Shocked at her last statement, "What? Eleanor, honey you haven't ruined anything. I wish you would have talked to me sooner, but that's what we are doing right now. Can you please tell me what is going on because I'm honestly so lost and I don't know what I can do to help you."

She held onto my shirt a little tighter and told me she started having nightmares about Tyler again. She shrugged when I asked her why she didn't come to me, so I hugged her a little tighter and let her continue.

"I was okay with being diapered at night. Truly. But with those nightmares coming back, I just felt like I was never in control. Instead of telling you about it, I just took it out on you and blamed the diapers since it was one of my limits."

She continued, "With my parents and Tyler, they were always in control. I had no say. I must've thought it was the same with you which has caused my outbursts."

I've caused this, I am such a bad mommy and girlfriend. I pushed so hard for her to wear diapers only because I thought she would be happier when she woke up and didn't wet herself and her bed.

"Eliza," Ellie called out to me. "I know what you are thinking, this is not your fault. This is little me freaking out about losing control. It's different with you."

I go to argue with her but she stops me. "It's different with you because you keep me safe, something no one else has done or even wanted to do in the past. You don't control me, you let me have a say in everything. I was thinking irrationally and I needed to be big to realize it. I'm completely fine with wearing the diapers. I trust you. I love you."

A relief filled smile appears on my lips as I hugged her tighter and gave her a kiss on her forehead. "I love you so much Eleanor, I don't know what I would do without you."
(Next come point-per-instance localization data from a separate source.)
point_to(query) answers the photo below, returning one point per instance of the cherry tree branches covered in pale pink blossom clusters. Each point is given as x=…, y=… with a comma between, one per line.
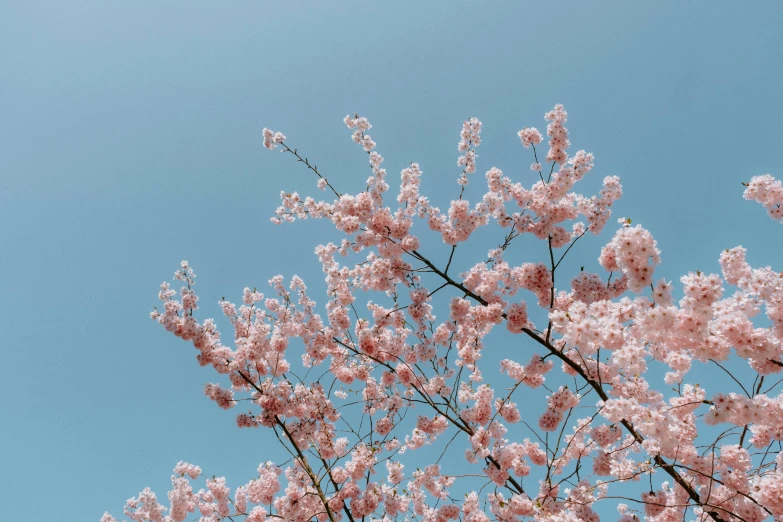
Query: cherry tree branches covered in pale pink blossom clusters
x=403, y=419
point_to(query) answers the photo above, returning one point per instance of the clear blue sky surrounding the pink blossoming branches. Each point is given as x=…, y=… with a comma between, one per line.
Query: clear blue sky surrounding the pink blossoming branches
x=131, y=139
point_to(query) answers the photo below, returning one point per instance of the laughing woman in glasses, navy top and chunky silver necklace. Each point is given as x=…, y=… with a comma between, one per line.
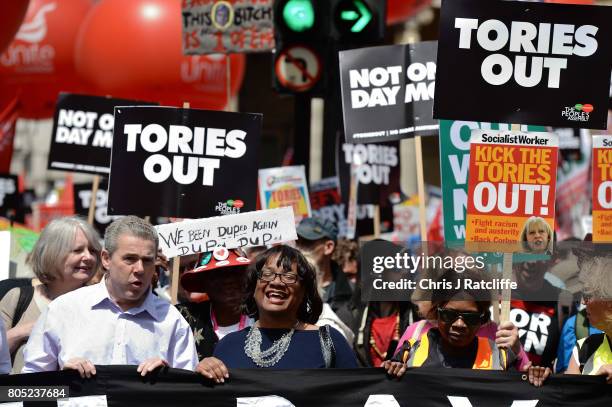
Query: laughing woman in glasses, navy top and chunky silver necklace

She giggled before leaning more into my embrace. "I think, for awhile that it would be good if I wasn't little as much." She had been little probably 80% of the time, which I of course didn't mind. I loved taking care of big her and little her.

"Babe, you don't have to do that. You know I love big and little you." She nods a bit, "I know you do, it's one of the many things I love about you. I just think that little me is freaking out about losing control, and if I'm big, I can hopefully continue to build my relationship with you as girlfriends. Trust me, I will still be little, it'll just be 50/50. Is that okay?"

I smiled to her, "of course baby, I support you always." She turned to straddle me, "how did I end up with the most amazing woman in the world?"

I laughed way too much, "honey, it should be me asking that, not you." She just shook her head before kissing me on the lips. It heated up rather quickly so I carried her into the bedroom and made love for the rest of the evening. No kinky stuff, no power exchange, just sweet love.

I had someone mention that I never really discussed the diaper issue previously, so I thought I would clear up any confusion that might have caused. Thank you!